Description :

- Own end-to-end technical design and architecture of batch and streaming data pipelines

- Lead development of high-throughput, low-latency data processing systems using Java

- Design and implement real-time streaming solutions (event ingestion, processing, aggregation)

- Drive code quality, performance optimization, and scalability across systems

- Review code, mentor engineers, and set engineering best practices

- Collaborate with product, platform, infra, and security teams to deliver production-grade solutions

- Ensure data reliability, fault tolerance, and observability (metrics, logs, alerts)

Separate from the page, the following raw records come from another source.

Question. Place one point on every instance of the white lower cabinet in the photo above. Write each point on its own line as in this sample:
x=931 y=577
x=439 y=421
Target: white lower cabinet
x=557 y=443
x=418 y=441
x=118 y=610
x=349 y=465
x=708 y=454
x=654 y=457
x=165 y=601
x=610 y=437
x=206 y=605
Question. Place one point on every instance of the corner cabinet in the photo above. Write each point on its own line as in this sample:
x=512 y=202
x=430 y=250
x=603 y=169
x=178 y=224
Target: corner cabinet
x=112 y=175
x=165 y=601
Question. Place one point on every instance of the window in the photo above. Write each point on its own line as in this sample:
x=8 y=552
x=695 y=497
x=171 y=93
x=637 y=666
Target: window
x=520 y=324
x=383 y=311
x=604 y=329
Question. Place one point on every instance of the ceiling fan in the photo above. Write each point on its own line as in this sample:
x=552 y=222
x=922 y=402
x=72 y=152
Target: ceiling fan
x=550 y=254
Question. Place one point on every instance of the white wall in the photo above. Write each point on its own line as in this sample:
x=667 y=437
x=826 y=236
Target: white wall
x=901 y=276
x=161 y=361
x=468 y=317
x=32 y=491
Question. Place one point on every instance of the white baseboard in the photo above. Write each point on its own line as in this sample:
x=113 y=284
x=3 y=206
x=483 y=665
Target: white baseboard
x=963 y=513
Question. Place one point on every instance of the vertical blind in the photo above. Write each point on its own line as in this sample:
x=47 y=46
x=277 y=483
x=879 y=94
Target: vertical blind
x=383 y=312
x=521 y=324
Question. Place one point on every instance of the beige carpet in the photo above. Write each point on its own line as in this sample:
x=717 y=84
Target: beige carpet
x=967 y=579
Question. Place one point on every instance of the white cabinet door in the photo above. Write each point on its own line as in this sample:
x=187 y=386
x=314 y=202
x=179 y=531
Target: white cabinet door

- Automate operational workflows and deployment pipelines

- Participate in capacity planning, cost optimization, and system tuning

- Stay current with evolving Big Data and streaming ecosystems and evaluate new technologies

Required Skills & Experience :

Core Technical Skills :

- Strong proficiency in Java (multithreading, concurrency, JVM tuning)

- Hands-on experience with distributed data processing frameworks :

1. Apache Spark (Core, SQL, Streaming / Structured Streaming / Apache Flink)

2. Apache Kafka (producers, consumers, partitions, offsets, exactly-once semantics)

- Solid understanding of batch + streaming architectures (Lambda / Kappa patterns)

- Experience with Hadoop ecosystem components (HDFS, Hive, YARN or equivalents)

Data & Storage :

- Strong knowledge of relational databases (PostgreSQL, MySQL)

- Experience with NoSQL / distributed datastores (HBase, Cassandra, MongoDB, Pinot etc.)

- Understanding of data modeling, partitioning, and schema evolution

Platform & Operations :

- Experience with Linux-based systems and production deployments

- Exposure to containerization and orchestration (Docker, Kubernetes preferred)

- Familiarity with monitoring and observability tools (Grafana, Prometheus, ELK, etc.)

- Experience with CI/CD pipelines and automated testing frameworks

Leadership & Soft Skills :

- Proven experience leading technical teams and driving delivery

- Strong problem-solving and debugging skills in complex distributed systems

- Ability to take ownership of critical systems and make architectural decisions

- Excellent communication skills to work with cross-functional stakeholders

- Comfortable working in a fast-paced, evolving data ecosystem

Good to Have (Plus Skills) :

- Experience with Flink / Kafka Streams / real-time analytics

- Exposure to cloud-native data platforms (AWS, GCP, Azure)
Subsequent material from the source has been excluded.